Hints: You could flag structures having more than 5 N and O atoms (ala Lipinski's rules). You could find all structures with between two and five amide bonds. See the description of the tpsa function for a cool use of this function.
list_matches(text Smiles, text Smarts) returns integer[]
This function takes a Smiles string and and a Smarts string and returns a list of the atoms numbers in the Smiles which match the Smarts. It returns an array of integers between 1 and the number of atoms in the Smiles. It returns null if there are no matches. It considers only the first match. See below for a more general function.
Hints: Color atoms which match using MarvinView and it's atom_set feature.
list_matches(text Smiles, text Smarts, integer imatch) returns integer[]
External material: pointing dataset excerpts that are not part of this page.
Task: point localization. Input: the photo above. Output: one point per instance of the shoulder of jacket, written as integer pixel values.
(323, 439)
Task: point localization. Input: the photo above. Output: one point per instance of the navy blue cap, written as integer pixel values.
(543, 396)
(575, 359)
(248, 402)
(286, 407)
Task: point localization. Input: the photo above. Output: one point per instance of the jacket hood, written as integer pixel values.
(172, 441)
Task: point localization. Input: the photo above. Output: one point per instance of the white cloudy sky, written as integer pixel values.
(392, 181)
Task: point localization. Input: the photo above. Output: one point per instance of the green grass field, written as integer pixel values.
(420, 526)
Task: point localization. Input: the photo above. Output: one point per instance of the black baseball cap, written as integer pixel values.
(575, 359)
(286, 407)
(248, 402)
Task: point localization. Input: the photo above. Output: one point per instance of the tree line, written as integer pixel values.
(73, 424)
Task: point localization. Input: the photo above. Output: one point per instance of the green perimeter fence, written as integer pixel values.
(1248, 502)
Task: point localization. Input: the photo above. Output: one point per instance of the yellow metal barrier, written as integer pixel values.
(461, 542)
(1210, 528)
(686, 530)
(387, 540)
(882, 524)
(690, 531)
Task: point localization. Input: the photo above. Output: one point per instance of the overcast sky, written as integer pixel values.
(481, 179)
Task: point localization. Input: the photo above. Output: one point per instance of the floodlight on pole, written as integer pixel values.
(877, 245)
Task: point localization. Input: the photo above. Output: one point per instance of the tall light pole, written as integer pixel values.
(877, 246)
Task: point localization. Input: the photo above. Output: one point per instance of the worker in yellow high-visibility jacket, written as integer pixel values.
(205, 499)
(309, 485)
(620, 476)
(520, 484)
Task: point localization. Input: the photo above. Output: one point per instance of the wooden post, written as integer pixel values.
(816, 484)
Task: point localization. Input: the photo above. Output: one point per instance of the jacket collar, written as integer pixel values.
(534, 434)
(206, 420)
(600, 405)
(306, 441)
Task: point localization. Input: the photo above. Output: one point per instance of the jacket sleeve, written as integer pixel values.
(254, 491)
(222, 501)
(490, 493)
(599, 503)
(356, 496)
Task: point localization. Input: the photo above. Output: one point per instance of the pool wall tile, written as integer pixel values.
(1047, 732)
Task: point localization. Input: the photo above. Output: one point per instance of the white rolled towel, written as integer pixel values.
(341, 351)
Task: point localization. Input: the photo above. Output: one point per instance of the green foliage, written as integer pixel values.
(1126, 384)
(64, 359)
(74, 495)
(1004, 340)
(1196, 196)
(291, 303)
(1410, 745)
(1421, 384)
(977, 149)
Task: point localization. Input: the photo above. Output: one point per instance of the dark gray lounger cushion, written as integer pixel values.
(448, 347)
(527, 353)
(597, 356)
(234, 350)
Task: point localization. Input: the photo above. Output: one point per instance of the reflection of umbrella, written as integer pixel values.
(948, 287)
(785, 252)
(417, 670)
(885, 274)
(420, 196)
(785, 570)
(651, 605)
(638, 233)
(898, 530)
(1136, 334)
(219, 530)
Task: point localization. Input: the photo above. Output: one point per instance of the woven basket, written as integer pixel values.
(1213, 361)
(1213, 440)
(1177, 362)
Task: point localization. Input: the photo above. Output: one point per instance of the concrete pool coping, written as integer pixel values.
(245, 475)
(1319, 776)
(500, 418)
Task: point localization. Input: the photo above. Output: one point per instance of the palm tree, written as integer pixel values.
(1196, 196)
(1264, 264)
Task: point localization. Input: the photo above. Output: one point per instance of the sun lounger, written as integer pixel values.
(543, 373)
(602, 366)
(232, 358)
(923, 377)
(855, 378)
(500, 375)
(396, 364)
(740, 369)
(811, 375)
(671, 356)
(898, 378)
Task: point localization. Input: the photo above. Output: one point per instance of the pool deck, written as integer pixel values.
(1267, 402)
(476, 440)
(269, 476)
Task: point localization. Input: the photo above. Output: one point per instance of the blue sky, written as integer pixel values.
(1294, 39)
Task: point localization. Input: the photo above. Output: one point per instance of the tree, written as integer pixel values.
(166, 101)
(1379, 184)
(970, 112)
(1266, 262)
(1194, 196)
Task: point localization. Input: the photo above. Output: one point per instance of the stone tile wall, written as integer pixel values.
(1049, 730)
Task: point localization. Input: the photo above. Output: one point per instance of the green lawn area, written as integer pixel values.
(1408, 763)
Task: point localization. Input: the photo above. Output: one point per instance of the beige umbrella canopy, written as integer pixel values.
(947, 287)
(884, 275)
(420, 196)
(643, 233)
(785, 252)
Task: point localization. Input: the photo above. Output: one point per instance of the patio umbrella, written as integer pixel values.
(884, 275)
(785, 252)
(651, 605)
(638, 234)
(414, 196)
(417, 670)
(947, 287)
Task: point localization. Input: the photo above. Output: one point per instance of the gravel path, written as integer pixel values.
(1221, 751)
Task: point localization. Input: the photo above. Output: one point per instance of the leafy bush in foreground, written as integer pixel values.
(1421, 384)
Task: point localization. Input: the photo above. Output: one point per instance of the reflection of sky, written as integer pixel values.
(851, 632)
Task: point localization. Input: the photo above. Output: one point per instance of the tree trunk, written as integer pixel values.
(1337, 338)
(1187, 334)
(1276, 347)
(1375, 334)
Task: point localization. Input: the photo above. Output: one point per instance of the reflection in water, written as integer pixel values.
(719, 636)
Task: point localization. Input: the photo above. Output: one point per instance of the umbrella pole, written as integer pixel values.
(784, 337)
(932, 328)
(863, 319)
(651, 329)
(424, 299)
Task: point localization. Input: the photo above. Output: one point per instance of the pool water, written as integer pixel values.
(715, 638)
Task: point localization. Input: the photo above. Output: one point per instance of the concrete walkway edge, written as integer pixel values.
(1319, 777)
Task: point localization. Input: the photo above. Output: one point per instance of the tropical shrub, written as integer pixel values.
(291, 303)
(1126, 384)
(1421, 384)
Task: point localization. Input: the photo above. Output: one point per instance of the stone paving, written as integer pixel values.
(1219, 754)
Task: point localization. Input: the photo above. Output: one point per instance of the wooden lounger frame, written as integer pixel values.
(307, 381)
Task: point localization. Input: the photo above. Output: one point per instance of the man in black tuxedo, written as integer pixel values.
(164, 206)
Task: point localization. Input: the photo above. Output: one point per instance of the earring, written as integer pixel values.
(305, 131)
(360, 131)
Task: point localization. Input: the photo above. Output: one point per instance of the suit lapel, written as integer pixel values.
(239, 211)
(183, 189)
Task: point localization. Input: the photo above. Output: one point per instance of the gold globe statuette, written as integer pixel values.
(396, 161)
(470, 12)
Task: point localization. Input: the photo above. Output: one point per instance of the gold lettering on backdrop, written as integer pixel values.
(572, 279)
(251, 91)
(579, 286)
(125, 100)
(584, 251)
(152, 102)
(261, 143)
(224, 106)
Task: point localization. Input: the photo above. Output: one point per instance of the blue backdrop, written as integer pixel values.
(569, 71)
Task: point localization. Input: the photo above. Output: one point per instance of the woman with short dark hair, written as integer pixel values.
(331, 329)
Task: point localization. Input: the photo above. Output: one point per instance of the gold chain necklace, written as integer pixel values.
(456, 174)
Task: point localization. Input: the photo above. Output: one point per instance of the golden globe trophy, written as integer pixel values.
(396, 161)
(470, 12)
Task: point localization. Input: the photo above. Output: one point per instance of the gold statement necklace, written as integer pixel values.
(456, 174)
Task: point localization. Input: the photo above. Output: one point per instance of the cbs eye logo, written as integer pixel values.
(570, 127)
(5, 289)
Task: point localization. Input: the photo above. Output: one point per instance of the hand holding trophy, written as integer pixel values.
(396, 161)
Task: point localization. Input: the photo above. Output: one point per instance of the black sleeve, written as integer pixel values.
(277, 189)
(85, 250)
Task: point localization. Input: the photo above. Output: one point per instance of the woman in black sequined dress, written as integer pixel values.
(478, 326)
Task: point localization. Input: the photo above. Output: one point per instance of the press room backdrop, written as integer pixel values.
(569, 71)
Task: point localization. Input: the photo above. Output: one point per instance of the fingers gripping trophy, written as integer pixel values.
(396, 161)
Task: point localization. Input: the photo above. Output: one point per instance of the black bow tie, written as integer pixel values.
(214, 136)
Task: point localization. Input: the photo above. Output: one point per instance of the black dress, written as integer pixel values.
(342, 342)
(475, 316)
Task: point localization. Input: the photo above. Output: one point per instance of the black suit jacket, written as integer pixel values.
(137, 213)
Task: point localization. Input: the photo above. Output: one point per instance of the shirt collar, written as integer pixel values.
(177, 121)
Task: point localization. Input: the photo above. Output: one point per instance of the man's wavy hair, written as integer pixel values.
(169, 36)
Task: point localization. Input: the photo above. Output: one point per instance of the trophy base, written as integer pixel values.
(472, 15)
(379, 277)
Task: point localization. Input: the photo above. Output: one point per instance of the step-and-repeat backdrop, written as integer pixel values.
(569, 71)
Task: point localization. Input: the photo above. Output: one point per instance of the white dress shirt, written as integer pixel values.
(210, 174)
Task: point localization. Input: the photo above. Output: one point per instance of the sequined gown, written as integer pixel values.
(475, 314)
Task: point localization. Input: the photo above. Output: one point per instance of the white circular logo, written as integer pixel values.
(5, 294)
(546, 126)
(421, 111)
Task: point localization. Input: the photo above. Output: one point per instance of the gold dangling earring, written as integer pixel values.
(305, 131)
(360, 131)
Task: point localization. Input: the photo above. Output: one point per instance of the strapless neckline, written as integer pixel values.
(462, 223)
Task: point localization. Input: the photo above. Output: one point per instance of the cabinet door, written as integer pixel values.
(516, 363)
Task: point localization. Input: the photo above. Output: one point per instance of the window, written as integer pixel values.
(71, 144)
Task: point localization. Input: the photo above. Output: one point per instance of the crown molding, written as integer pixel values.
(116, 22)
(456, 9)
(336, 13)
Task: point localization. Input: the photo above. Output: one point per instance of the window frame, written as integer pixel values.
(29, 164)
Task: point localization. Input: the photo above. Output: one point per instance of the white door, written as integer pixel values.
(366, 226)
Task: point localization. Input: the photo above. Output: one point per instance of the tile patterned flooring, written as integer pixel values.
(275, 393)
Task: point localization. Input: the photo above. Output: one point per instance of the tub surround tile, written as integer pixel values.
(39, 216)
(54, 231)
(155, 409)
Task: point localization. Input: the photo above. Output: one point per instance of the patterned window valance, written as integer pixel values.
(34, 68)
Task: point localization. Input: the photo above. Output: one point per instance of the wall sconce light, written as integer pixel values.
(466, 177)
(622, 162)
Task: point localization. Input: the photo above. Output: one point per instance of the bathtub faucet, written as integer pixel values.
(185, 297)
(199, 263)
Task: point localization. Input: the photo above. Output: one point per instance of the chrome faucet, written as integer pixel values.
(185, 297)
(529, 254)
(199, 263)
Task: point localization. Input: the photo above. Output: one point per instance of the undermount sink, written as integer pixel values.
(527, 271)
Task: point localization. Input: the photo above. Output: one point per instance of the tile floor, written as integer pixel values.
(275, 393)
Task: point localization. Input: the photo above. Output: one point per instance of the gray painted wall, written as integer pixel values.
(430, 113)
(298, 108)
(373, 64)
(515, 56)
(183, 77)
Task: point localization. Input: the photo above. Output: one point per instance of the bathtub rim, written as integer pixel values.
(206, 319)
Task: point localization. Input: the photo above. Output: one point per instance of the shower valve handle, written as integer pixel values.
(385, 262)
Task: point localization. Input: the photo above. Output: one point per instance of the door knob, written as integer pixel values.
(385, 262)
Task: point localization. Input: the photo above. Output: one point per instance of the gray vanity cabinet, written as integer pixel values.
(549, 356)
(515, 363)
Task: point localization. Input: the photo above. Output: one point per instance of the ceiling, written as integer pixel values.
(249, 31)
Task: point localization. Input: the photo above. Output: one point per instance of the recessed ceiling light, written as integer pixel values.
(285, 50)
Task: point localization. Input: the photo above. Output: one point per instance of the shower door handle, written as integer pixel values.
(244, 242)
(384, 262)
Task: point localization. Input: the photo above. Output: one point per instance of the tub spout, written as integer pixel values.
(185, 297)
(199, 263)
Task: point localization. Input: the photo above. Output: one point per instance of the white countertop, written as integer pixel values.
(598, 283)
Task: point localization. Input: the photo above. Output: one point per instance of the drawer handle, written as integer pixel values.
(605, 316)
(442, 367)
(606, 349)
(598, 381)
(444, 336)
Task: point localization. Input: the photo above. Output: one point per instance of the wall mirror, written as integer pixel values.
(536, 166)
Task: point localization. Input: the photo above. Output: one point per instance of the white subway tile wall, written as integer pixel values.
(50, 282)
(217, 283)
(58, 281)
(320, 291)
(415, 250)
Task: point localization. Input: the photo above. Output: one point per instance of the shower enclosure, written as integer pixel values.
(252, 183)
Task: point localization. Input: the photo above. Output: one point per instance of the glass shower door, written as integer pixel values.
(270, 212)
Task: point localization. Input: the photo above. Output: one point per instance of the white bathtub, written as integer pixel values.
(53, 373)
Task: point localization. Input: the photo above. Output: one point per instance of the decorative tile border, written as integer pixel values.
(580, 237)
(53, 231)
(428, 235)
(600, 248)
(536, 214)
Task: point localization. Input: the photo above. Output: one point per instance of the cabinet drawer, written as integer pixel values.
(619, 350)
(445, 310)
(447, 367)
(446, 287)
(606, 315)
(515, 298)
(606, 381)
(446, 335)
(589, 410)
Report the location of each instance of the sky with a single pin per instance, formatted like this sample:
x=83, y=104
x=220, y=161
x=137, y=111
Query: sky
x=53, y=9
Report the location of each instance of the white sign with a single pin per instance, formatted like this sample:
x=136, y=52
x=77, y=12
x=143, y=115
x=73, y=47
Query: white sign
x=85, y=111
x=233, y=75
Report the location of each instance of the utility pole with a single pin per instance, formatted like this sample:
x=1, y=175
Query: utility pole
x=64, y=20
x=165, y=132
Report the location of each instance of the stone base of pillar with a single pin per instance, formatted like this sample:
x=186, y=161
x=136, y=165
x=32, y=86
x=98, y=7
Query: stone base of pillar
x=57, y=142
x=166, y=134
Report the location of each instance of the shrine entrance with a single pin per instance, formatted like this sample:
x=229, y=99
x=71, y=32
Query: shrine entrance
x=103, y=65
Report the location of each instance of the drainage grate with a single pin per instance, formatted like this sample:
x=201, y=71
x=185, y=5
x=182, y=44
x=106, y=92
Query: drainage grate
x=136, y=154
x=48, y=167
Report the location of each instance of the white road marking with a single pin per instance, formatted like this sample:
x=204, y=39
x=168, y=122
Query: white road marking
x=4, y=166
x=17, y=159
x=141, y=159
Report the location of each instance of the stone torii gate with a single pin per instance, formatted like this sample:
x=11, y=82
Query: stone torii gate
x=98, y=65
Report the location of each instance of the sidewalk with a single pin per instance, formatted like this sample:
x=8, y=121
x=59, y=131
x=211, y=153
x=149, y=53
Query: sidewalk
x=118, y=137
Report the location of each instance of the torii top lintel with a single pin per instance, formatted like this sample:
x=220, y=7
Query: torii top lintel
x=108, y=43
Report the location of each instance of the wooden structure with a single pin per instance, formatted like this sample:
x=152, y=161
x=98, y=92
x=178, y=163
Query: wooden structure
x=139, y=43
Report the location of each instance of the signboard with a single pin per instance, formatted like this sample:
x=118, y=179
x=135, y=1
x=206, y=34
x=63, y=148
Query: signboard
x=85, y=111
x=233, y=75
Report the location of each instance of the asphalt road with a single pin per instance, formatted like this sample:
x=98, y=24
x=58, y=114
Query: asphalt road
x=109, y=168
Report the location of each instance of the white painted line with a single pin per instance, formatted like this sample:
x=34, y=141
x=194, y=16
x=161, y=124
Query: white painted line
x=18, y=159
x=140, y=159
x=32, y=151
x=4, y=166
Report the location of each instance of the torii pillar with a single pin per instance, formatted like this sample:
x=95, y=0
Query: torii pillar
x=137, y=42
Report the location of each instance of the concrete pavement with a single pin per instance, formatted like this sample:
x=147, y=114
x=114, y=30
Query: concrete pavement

This function takes a Smiles string and and a Smarts string and returns a list of the atoms numbers in the Smiles which match the Smarts. It returns an array of integers between 1 and the number of atoms in the Smiles. The third argument, imatch, specifies which match to consider, when multiple matches occur. If imatch is 0 (or negative), then all matches will be returned. This will be a 2-dimensional array of size Nmatches x Natoms.
Hints: Color atoms which match using MarvinView and it's atom_set feature.